How does a bridge-to-term refinance work for a Gravesend asset?

A bridge-to-term structure funds the asset through stabilisation on a short-dated facility, then refinances onto a long-term investment loan once the income is proven. The term lender sizes its loan on the stabilised net income, the debt yield and interest cover, and the valuation that reflects that income. We structure the bridge and the take-out together so the exit is set before the bridge is drawn on a Gravesend scheme.

What is the property market like in Gravesend for an exit?

Gravesend recorded around 887 property transactions over the last twelve months at a median of £350,000 (HM Land Registry), a steady market with values typically in the mid-range band. Liquidity matters because a stabilisation bridge is repaid by a refinance or a sale, and a deeper local market gives a lender more confidence in the exit. We read this evidence when we size and place a Gravesend facility.

Do you only arrange finance in Gravesend?

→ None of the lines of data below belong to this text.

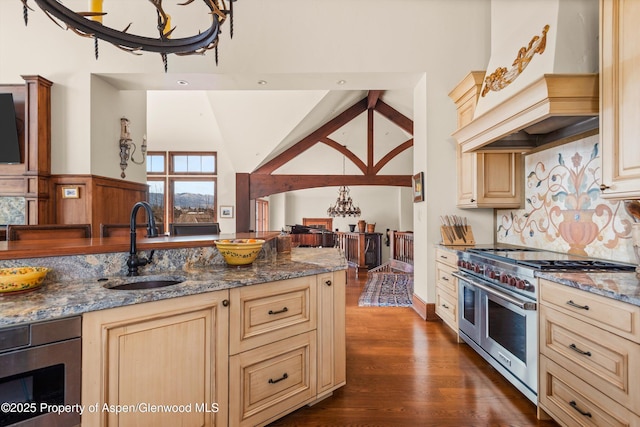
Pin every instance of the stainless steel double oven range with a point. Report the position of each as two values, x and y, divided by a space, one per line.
497 302
40 374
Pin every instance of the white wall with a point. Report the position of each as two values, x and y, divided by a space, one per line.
443 38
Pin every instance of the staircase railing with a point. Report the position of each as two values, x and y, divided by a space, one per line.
401 246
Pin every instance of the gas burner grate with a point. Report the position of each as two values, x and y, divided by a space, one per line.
585 265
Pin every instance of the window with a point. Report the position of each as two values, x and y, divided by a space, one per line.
156 163
186 191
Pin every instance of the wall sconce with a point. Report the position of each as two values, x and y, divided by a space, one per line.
126 152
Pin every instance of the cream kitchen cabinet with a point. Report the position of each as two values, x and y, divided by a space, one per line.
589 358
619 101
447 288
238 357
485 180
172 352
332 369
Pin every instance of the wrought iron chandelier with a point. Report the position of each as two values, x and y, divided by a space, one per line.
344 205
89 24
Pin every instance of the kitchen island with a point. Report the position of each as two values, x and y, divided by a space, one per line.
225 346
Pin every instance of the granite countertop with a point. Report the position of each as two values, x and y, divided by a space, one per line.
621 286
57 299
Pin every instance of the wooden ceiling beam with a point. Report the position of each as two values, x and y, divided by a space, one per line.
372 98
313 138
262 185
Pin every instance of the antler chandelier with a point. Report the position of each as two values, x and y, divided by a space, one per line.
344 205
89 24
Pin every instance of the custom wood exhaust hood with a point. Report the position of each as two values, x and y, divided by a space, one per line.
556 108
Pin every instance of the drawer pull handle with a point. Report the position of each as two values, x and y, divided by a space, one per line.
577 350
282 378
574 405
581 307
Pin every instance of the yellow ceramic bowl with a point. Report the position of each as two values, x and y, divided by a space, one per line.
20 279
239 251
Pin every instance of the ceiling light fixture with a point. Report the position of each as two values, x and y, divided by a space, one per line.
344 204
90 24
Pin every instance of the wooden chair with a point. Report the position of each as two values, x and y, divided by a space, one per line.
48 231
122 230
194 228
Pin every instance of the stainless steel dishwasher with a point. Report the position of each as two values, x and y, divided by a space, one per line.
40 374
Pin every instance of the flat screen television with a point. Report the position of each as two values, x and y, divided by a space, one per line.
9 142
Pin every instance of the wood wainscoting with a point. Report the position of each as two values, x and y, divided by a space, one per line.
95 200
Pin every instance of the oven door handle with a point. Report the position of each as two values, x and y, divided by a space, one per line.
524 305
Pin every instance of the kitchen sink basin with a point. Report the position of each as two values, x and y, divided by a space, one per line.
144 284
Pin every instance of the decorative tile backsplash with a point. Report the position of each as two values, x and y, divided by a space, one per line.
563 210
12 210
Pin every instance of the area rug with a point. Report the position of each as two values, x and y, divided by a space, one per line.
387 290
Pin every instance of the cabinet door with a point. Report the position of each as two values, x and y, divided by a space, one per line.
489 180
270 312
272 380
467 173
160 363
331 332
619 101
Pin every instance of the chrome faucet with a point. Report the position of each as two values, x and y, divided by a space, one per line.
134 260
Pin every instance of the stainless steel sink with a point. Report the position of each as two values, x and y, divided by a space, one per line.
145 283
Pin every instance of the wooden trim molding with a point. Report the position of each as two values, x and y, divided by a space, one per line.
426 310
420 306
100 200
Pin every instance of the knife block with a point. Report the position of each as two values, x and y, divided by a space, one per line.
451 235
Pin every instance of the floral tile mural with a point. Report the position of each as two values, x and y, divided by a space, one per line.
563 210
12 210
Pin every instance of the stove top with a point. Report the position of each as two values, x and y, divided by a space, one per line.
539 259
513 268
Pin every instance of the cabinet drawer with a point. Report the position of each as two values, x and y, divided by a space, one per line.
447 257
271 312
606 313
269 381
573 402
608 362
447 308
445 278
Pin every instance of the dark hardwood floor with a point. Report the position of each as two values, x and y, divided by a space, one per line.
403 371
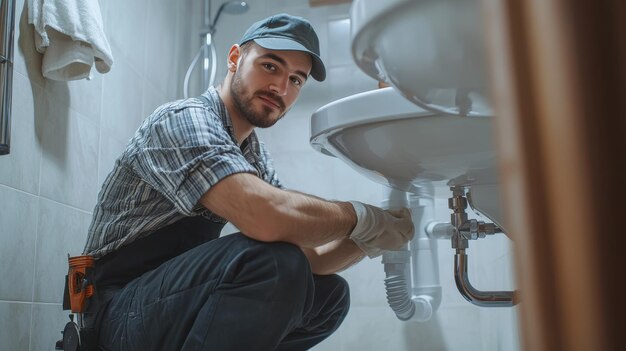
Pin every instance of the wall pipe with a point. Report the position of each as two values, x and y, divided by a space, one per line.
466 229
413 291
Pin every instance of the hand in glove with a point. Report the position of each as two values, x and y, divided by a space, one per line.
378 230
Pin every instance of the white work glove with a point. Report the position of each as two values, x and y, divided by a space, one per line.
378 230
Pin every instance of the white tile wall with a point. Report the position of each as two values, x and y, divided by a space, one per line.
66 137
14 325
48 321
20 169
69 167
18 230
62 232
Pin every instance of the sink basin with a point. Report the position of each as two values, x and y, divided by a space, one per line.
396 143
432 51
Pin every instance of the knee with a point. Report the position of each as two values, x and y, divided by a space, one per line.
340 293
285 265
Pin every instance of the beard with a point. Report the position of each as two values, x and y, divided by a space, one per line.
243 100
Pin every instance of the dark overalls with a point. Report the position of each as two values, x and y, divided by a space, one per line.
185 288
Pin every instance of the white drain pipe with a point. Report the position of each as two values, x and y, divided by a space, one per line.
413 291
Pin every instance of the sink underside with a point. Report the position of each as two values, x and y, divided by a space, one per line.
393 142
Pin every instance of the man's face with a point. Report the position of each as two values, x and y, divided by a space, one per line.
267 83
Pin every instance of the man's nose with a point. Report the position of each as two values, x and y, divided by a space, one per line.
279 85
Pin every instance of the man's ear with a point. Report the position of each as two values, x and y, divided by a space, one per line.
233 57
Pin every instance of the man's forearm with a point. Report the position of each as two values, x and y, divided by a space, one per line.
265 213
333 257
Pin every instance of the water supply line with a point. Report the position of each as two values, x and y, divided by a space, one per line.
463 230
412 276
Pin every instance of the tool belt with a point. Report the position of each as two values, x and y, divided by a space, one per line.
79 288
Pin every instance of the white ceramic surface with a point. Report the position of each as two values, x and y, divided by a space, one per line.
393 142
433 51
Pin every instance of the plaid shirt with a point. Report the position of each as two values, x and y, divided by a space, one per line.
177 154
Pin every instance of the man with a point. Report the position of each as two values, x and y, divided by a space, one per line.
164 278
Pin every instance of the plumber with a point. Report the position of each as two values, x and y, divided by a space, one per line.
166 280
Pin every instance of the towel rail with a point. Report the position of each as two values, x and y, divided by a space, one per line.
7 27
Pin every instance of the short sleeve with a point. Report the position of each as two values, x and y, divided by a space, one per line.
183 153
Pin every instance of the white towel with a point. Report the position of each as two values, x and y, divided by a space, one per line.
70 35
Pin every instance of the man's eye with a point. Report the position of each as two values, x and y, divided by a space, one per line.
296 81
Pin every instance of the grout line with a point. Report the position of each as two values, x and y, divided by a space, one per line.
8 187
34 280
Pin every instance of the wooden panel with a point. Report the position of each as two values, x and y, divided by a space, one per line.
559 81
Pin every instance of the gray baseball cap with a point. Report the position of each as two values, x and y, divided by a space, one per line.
286 32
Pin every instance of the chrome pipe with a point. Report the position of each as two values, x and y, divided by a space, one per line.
7 26
477 297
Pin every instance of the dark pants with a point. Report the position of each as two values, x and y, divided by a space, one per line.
230 293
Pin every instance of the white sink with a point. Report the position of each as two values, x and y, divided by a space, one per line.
396 143
432 51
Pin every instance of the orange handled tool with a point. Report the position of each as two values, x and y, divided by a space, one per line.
79 284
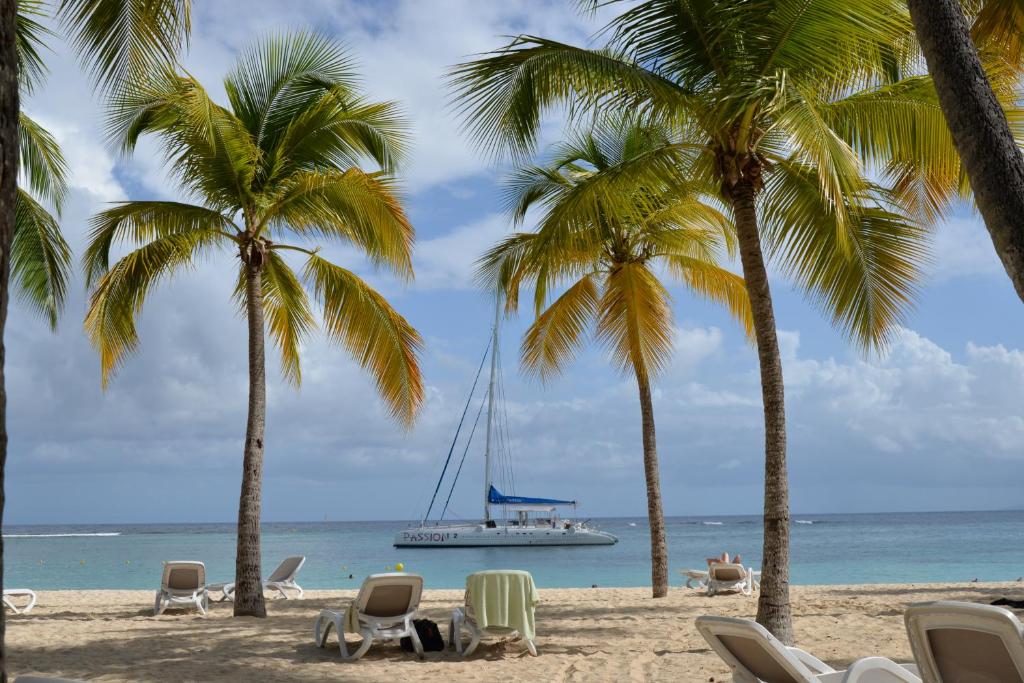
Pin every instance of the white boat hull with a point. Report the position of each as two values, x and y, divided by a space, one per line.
478 536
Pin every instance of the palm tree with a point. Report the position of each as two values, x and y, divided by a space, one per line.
280 162
792 102
117 38
984 139
40 256
613 213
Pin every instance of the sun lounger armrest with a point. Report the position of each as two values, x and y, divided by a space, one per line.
814 664
872 670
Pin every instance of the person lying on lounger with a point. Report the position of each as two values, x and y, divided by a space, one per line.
723 559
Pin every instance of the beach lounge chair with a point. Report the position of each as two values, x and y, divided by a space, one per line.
729 578
757 656
696 579
10 593
183 585
383 610
498 603
281 580
963 641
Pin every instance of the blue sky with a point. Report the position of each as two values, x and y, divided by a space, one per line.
936 423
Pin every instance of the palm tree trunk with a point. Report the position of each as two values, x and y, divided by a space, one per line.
655 518
978 125
8 191
773 602
248 577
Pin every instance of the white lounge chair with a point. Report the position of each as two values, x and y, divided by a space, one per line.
757 656
10 593
954 642
512 615
183 585
282 580
729 578
383 610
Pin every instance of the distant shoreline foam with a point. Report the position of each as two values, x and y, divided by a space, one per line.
57 536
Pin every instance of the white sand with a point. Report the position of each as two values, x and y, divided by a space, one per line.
583 635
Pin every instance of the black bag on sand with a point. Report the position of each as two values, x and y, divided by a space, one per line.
430 637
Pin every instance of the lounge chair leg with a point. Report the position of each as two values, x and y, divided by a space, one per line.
415 637
474 638
368 640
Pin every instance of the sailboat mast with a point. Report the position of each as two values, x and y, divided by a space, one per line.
491 412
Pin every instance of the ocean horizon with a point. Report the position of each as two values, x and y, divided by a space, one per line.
826 549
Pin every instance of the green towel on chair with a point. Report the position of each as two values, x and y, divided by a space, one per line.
352 619
503 598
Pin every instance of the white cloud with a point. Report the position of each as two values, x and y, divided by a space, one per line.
448 261
90 166
963 248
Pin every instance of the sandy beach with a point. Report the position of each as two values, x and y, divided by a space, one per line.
601 634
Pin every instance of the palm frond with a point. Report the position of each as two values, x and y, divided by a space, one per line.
43 168
557 333
122 40
358 207
206 146
119 295
502 95
280 77
812 139
717 285
695 41
30 40
286 308
998 26
40 259
635 321
380 340
820 40
900 129
138 222
867 288
337 132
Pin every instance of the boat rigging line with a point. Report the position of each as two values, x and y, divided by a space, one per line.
458 429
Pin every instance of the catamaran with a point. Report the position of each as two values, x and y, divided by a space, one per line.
508 519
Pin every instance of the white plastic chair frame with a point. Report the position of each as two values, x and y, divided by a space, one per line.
194 596
743 583
794 663
463 620
18 593
374 627
987 622
281 580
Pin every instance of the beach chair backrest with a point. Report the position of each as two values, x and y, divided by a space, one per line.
389 594
963 642
183 577
749 648
727 571
287 569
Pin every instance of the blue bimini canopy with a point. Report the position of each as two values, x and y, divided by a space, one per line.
496 498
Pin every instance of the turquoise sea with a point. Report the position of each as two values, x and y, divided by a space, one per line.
826 549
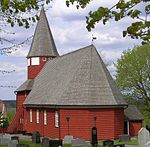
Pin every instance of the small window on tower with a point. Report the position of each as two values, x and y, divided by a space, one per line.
35 61
29 62
44 58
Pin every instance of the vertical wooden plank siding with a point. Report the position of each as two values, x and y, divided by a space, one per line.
33 70
109 123
135 126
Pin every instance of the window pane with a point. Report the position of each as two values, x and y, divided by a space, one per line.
29 62
45 118
37 116
56 119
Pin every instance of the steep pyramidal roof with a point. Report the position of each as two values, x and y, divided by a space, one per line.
43 43
79 78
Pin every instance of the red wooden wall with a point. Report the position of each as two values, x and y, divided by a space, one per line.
109 123
135 126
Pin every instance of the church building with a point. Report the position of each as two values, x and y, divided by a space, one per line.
68 94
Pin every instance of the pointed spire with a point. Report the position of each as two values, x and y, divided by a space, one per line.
43 43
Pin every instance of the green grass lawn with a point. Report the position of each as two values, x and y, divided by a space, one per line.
132 142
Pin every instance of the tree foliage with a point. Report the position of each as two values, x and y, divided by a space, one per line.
122 9
133 76
11 10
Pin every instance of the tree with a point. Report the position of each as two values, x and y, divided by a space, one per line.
11 11
133 77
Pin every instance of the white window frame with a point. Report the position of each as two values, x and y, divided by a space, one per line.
44 59
28 61
37 116
56 119
35 61
31 115
45 117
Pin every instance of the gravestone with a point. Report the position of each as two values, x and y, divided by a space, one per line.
78 143
68 139
12 143
148 144
124 138
143 137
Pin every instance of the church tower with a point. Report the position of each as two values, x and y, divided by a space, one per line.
42 48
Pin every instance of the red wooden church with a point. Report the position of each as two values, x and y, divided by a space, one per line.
67 94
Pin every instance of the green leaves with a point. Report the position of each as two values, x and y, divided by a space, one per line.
133 75
121 10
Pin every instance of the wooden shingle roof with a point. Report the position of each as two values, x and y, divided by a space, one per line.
43 43
79 78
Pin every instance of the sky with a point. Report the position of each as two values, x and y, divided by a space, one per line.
68 26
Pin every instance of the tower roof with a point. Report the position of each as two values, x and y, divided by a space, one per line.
43 43
79 78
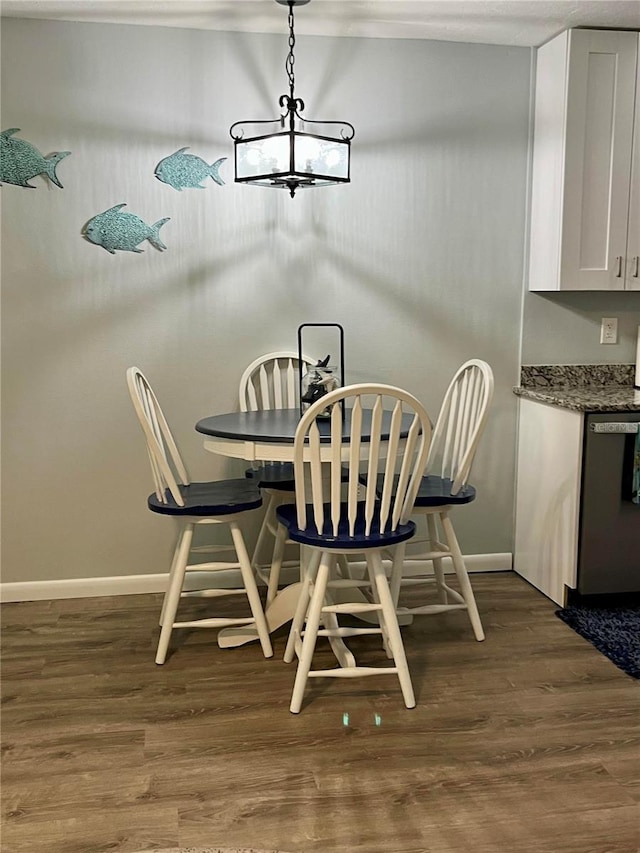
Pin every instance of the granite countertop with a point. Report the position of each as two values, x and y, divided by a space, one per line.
581 387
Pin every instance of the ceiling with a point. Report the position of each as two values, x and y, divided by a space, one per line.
526 23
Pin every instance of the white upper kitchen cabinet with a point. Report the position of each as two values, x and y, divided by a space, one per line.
585 195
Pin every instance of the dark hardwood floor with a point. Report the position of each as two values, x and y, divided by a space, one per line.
526 743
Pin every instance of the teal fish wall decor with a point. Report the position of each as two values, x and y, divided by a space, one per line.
20 161
186 171
113 230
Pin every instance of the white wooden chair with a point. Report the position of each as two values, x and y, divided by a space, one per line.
218 502
459 427
336 514
272 381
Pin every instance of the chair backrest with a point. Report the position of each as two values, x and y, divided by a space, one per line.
385 430
272 381
460 423
167 466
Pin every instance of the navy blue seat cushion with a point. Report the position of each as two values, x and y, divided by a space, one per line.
436 491
279 476
287 515
273 475
221 497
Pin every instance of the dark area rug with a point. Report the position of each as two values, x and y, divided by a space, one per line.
614 631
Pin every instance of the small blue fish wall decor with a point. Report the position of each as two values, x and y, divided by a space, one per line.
113 230
186 171
20 161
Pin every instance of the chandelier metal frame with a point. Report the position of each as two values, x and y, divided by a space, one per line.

No. We arrange stabilisation, bridging, development exit and investment finance across the whole of Kent and the wider UK, with the same approach: read the income ramp and the exit, match the case to the lenders that fund the asset class, and negotiate terms on the borrower's behalf.

Nearby

Stabilisation finance near Gravesend

The nearest towns and cities we cover, each with its own local market and exit picture.

Stabilising an asset in Gravesend?

Send us the scheme, the income plan and the exit and we will come back with a view on fundability and likely terms within one working day.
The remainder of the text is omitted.